Reading

I finally read Harry Potter. I own the books and sort of see what all the fuss is about. And I have reread them. I still don’t like Harry Potter (the character), but I did enjoy the books. This is old news, but for those who know my history of staunchly refusing to read them for the better part of ten years, it may come as a shock. The motivation for reading the books was prompted by a Greek assignment to read the first book. In Greek. Trying to figure out what is going on and who this Dursley character was just by reading a Greek version proved a challenge, so I broke. I read them all and enjoyed them. I have since re-read them and will probably do so about once a year from here out–I also do the same with The Wheel of Time, Song of Ice and Fire and Lord of the Rings. But I still haven’t seen the movies of Harry Potter, and have little interest in doing so. These days I am still taking ignorant stances about books, but now it is Twilight and similar books. If one of my professors decides to make me read Twilight in Greek I am dropping that class and may have to consider a new line of work.

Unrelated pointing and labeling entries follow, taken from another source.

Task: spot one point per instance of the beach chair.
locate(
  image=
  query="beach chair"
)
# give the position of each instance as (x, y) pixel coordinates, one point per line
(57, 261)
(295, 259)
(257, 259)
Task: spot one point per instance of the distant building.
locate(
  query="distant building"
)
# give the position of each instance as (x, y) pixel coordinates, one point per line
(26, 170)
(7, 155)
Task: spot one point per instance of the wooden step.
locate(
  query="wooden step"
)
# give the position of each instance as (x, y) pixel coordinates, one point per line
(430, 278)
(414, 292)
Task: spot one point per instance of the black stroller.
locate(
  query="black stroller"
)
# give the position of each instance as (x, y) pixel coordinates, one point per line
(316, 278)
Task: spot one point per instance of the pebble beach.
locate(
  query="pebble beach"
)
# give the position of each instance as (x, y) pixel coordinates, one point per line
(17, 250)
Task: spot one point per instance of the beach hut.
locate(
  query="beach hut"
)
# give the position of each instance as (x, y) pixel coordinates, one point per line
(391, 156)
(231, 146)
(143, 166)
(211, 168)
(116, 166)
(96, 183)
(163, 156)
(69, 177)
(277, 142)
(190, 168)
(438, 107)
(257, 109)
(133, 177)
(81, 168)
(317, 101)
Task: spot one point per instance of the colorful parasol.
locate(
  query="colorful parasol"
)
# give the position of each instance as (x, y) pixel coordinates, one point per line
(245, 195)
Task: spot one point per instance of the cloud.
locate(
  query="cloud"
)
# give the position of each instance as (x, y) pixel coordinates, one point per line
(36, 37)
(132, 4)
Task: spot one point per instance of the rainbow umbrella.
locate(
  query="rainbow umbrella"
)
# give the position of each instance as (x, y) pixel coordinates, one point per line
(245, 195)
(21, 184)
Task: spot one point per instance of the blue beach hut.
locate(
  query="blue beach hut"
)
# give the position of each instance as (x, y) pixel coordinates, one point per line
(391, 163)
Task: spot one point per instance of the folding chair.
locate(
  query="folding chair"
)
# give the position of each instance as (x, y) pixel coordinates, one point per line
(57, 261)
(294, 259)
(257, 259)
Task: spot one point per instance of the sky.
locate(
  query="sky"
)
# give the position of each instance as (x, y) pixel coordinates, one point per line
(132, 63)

As much as I protest against this genre of ‘porny vampire books’ and am thoroughly turned away by a variety of contemporary literature, this is a personal issue. On a broader level I want people to read. I want them to read a lot and often. Not everyone will read A Tale of Two Cities in fourth grade and come away with an implacable hatred of Dickens, but it worries me when I meet people who don’t read books. The more intelligent the person, the less of an excuse I feel they have, but it bothers me the same. Given the choice between death and reading Twilight I would have to stop and think, but that is because I see them (and most modern ‘literature’) as bad books. This doesn’t make the people who read them bad; on the contrary, the very fact that they are reading is an encouraging sign. I hope they grow out of Twilight, or at least read other books, too, but any book that gets people (old, young, middle-aged, young at heart, and everything in between) to read has some sort of value. I have certainly read more than my fair share of bad books, I just (usually) don’t keep going back to them.

This is markedly similar to my stance on kindle and other e-readers. I like books. I like the smell of books, the feel of the paper. Some of my most used books have been dropped from trees, duct-taped back together, re-covered (one of those covers has comments from Yoda (Good book, it is) and Osama bin Laden (Blow up America!), written just before 9/11) and drink stained. With one or two exceptions, I don’t write in my books but rather enjoy books that others have written in, the more profound or more mundane the comments, the better. The only way I like to mark my books is through use and through love, otherwise I want them to remain in the condition which I found/purchased/received them. In fact I love books too much to ever switch to an e-reader, but e-readers have value if they get other people to read. Just don’t take my books out of print.